ETAP 26i

Development
- Designer: Mortain & Mavrikios
- Location: Belgium
- Year: 1994
- Builder: ETAP Yachting
- Role: Cruiser
- Name: ETAP 26i

Boat
- Displacement: 5,071 lb (2,300 kg)
- Draft: 3.77 ft (1.15 m)

Hull
- Type: monohull
- Construction: glassfibre
- LOA: 25.75 ft (7.85 m)
- LWL: 23.46 ft (7.15 m)
- Beam: 9.12 ft (2.78 m)
- Engine: Volvo Penta 2010 diesel engine 10 hp (7 kW)

Hull appendages
- Keel: fin keel
- Ballast: 1,433 lb (650 kg)
- Rudder: internally-mounted spade-type rudder

Rig
- Rig type: Bermuda rig
- I foretriangle height: 27.23 ft (8.30 m)
- J foretriangle base: 7.78 ft (2.37 m)
- P mainsail luff: 31.50 ft (9.60 m)
- E mainsail foot: 10.83 ft (3.30 m)

Sails
- Sailplan: fractional rigged sloop
- Mainsail area: 170.57 sq ft (15.846 m^{2})
- Jib/genoa area: 105.92 sq ft (9.840 m^{2})
- Total sail area: 276.50 sq ft (25.688 m^{2})

= ETAP 26i =

Sailboat class

The ETAP 26i is a Belgian sailboat that was designed by Mortain & Mavrikios as a cruiser and first built in 1994.

==Production==
The design was built by ETAP Yachting in Belgium between 1994 and 2006, but it is now out of production.

==Design==
The ETAP 26i is a recreational keelboat, built predominantly of glassfibre, with wood trim. It has a fractional sloop rig, a plumb stem, a reverse transom with steps, an internally mounted spade-type rudder controlled by a tiller and a fixed fin keel or optional dual tandem keels.

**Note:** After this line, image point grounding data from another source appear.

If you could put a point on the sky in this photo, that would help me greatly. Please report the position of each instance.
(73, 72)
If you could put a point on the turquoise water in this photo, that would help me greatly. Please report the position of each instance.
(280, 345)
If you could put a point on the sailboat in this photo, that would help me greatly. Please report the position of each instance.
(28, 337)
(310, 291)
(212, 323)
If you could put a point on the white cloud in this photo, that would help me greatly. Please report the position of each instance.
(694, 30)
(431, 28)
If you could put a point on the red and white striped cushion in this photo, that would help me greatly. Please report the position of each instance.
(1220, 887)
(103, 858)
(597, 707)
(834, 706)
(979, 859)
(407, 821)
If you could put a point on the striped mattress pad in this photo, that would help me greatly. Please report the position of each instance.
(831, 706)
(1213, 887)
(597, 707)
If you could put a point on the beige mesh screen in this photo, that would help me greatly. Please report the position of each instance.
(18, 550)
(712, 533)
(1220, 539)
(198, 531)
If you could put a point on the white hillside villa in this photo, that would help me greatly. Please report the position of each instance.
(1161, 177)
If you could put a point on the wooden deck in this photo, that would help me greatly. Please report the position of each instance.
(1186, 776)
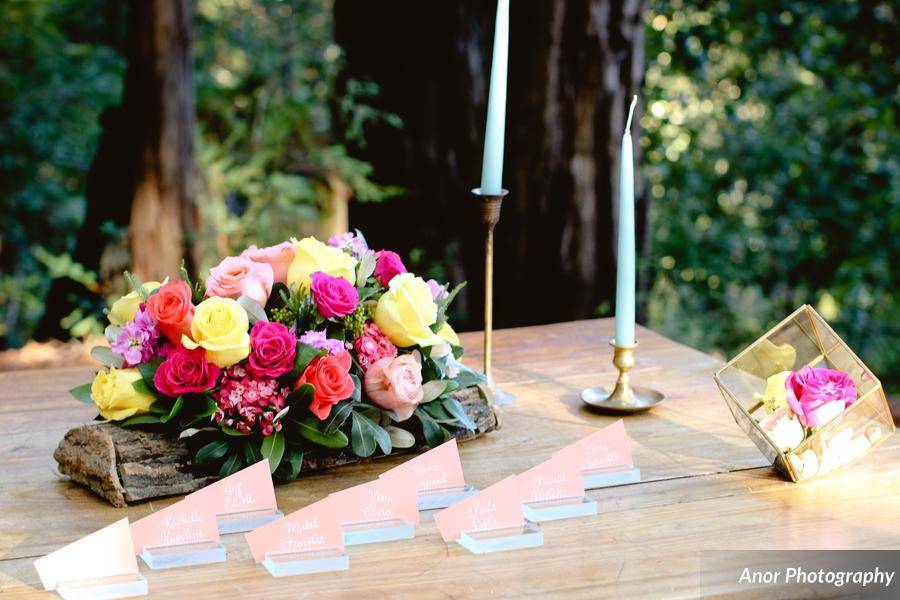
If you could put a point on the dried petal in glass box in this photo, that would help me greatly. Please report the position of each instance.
(827, 440)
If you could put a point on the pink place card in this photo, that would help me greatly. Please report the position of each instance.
(394, 496)
(190, 521)
(553, 479)
(248, 489)
(602, 449)
(105, 553)
(492, 508)
(436, 469)
(314, 527)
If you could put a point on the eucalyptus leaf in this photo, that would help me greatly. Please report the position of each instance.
(107, 356)
(255, 312)
(400, 438)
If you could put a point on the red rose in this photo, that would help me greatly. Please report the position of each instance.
(185, 371)
(387, 265)
(171, 308)
(272, 349)
(330, 377)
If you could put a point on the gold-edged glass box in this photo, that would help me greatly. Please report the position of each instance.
(805, 339)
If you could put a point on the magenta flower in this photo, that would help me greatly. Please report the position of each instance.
(334, 296)
(249, 403)
(818, 395)
(273, 348)
(372, 345)
(387, 266)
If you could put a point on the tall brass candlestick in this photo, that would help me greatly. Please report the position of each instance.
(490, 216)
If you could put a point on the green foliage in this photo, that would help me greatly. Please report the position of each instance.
(772, 154)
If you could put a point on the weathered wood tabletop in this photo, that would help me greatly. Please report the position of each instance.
(705, 488)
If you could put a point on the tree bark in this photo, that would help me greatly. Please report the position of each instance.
(160, 74)
(573, 66)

It displaces 5071 lb and carries 1433 lb of iron ballast, with either keel.

The boat has a draft of 3.77 ft with the standard keel and 2.95 ft with the optional tandem keels.

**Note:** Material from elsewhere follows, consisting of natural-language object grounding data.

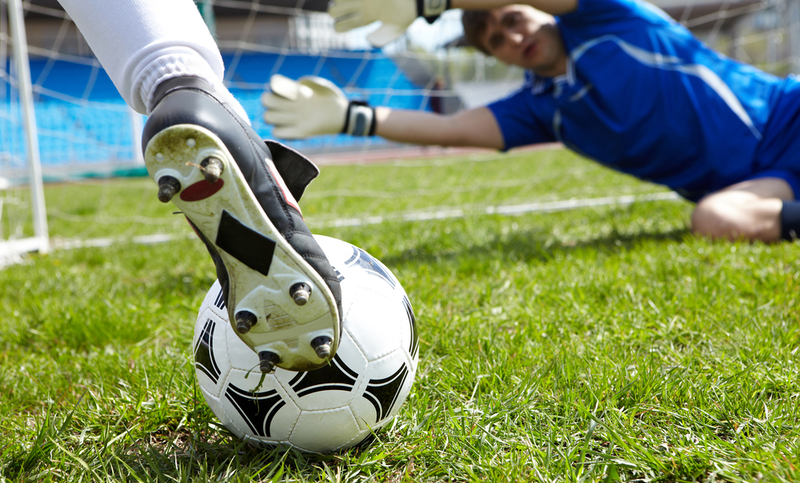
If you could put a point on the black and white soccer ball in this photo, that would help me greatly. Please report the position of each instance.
(327, 409)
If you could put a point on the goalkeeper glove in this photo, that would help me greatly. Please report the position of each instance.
(313, 106)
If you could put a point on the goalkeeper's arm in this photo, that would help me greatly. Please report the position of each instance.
(312, 106)
(473, 127)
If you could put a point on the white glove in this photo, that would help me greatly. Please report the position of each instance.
(312, 106)
(395, 15)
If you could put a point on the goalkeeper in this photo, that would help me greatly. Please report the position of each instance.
(617, 81)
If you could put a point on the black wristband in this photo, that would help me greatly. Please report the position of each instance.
(360, 119)
(790, 220)
(431, 9)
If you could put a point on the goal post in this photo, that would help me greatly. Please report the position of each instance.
(16, 239)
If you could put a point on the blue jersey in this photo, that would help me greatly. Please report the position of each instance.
(645, 97)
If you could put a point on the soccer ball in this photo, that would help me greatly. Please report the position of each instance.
(327, 409)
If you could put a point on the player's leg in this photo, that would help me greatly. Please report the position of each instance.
(750, 210)
(282, 292)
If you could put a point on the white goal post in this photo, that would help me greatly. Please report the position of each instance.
(17, 239)
(64, 127)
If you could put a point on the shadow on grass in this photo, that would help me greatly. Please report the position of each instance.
(533, 245)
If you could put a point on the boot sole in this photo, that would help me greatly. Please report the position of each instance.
(261, 265)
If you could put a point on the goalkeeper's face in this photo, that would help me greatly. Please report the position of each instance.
(523, 36)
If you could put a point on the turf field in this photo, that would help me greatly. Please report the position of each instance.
(596, 344)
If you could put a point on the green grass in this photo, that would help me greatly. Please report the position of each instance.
(602, 344)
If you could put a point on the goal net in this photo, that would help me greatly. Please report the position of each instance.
(88, 139)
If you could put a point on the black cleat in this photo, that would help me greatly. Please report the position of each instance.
(167, 188)
(245, 321)
(268, 360)
(322, 346)
(212, 168)
(230, 186)
(300, 293)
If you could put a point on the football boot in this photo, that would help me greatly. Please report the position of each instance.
(282, 294)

The boat is fitted with a Swedish Volvo Penta 2010 10 hp diesel engine with a saildrive, for docking and manoeuvring. The fuel tank holds 49 L.

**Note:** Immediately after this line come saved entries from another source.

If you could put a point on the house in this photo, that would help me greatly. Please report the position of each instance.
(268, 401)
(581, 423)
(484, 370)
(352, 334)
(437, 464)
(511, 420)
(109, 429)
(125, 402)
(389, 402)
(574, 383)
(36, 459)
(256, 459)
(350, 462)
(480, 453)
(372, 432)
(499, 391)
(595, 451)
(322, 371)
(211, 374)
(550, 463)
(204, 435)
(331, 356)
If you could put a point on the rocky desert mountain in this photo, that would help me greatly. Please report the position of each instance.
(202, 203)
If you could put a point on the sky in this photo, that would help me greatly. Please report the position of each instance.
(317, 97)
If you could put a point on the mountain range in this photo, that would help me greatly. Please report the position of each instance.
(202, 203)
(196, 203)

The design has sleeping accommodation for four people, with a double "V"-berth in the bow cabin and an aft cabin with a double berth on the port side. The galley is located on the port side just forward of the companionway ladder. The galley is L-shaped and is equipped with a two-burner stove, an ice box and a sink. A navigation station is opposite the galley, on the starboard side. The head is located opposite the galley, on the starboard side, aft of the navigation station.

For sailing downwind the design may be equipped with an asymmetrical spinnaker.

==Operational history==
The boat was at one time supported by a class club, the ETAP Owners Association.